The industry as a whole has yet to consistently transform its method for fostering talent pipelines within individual organizations. This transformation has become more imperative as a result of the mass layoffs that have dislocated a generation of upper-middle management and senior-level executives whose expertise will be difficult to replace as the global financial environment recovers.
The challenge to attract and retain top talent will be further complicated by dramatic changes in global demographics, such as the impending U.S. baby bust, that according to research will reduce the number of 35- to 44-year-olds in the workforce by 15% by 2015. Companies able to tap into an increasingly diverse and multicultural global workforce will have a tremendous advantage in the race for innovation.
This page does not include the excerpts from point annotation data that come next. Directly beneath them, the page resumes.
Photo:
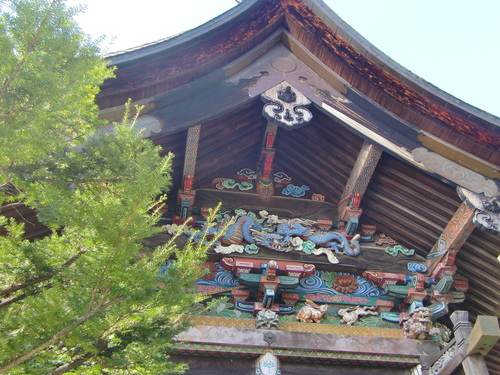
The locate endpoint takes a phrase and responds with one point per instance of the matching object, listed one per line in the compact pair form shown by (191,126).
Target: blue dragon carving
(279,235)
(331,240)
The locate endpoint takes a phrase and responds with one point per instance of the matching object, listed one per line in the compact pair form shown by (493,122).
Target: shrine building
(364,201)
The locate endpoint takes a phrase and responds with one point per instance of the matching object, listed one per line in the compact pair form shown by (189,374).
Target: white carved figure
(351,315)
(312,312)
(418,325)
(267,319)
(229,249)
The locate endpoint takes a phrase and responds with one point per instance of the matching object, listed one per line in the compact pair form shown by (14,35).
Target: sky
(453,44)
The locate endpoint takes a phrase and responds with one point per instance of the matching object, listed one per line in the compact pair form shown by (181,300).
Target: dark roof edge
(372,53)
(128,55)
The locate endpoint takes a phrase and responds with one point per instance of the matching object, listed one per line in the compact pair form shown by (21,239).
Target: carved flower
(297,243)
(212,270)
(345,284)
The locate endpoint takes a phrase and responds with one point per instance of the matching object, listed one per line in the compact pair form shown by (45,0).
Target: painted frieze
(286,107)
(283,235)
(353,314)
(486,210)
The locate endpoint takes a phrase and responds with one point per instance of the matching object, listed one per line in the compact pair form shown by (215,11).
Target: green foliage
(79,297)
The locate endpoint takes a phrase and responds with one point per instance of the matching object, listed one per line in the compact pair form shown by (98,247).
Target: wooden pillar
(441,259)
(357,183)
(186,195)
(265,184)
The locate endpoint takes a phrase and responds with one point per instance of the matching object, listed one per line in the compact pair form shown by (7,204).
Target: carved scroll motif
(487,210)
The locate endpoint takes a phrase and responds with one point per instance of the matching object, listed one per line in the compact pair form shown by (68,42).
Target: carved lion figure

2009 will represent a crossroads year for many members of the pharmaceutical industry as they grapple to get organized to face a plethora of industry issues and the new reality of the global economy. Industry leaders are searching for new ways to transform business models to drive innovation, and the global financial crisis is accelerating the timing for executives to move forward with this change mandate.
Despite the challenges ahead, the fundamentals of the industry, particularly on a global scale, have never been better. Companies with the vision and boldness needed to execute a clear strategy will be able to capitalize on tremendous opportunities, regardless of the path they choose.